Famed for his two duels with Max Schmeling, a German boxer, earned him the nickname of “Brown Bomber.” In 1936, he lost to Schmeling but knocked out the challenger in the opening match in 1938.
3. Henry Armstrong
Henry Armstrong named as the “Fighter of the Year by The Ring” Magazine in 1937, has a long streak of remaining untouched by the rivals. He held the record of knocking out 27 consecutive opponents, a thing not found in boxing history. Moreover, he defended the welterweight belt on 18 different occasions making a world record. Out of 151 wins, 101 were knockouts. He played in the featherweight, lightweight, and welterweight championships.
2. Muhammad Ali
Muhammad Ali remains the most famous boxer of all time. From 1960 to 1981, he won 56 matches, out of which 37 were knockouts. Muhammad Ali played for the heavyweight championship and won the world heavyweight championship at 22, defeating his rival, Sonny Liston. Muhammad Ali also won a gold medal in the 1960’s Italy Summer Olympics.

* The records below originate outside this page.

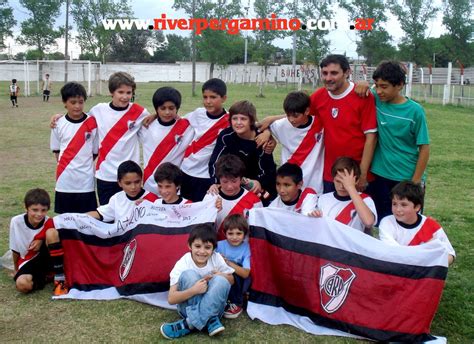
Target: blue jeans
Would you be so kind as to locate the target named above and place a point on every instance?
(200, 308)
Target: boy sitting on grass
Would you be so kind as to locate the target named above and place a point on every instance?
(199, 285)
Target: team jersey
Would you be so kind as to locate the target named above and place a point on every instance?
(346, 119)
(76, 142)
(163, 142)
(304, 147)
(117, 129)
(22, 233)
(305, 203)
(121, 205)
(206, 129)
(423, 230)
(341, 208)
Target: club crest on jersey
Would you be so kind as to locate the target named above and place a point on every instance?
(127, 261)
(334, 285)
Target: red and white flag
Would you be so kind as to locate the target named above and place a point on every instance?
(133, 257)
(329, 279)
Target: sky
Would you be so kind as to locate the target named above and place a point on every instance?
(342, 40)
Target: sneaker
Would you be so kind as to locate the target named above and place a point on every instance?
(175, 330)
(60, 288)
(232, 311)
(214, 326)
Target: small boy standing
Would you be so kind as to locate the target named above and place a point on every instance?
(407, 226)
(346, 204)
(199, 285)
(289, 183)
(236, 253)
(14, 91)
(167, 137)
(74, 143)
(31, 259)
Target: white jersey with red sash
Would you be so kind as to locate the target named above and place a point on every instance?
(121, 206)
(342, 209)
(304, 204)
(76, 142)
(118, 137)
(424, 230)
(163, 142)
(22, 233)
(304, 147)
(206, 129)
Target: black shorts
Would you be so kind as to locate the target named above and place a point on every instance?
(39, 267)
(72, 202)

His fame is due to his performance in the boxing ring and the immense social and cultural impact brought by him. Also, many of his boxing moments like “The Rumble in the Jungle” with George Foreman and “The Thrill” have made him a publicly known personality.
1. Sugar Ray Robinson
Sugar Ray Robinson is undoubtedly known as “numero uno.” Robinson’s career spans from 1940 to 1965, and during this period, he claimed many winnings in the middleweight and welterweight championships. Out of 175 wins to his name, 109 were knockouts. Sugar Ray Robinson won the welterweight title in 1946 and defended it four times. Ray Robinson also remained unbeaten in 91 straight contests over an eight-year tenure. Robinson is also crowned as the “fighter of the year” two times in his career.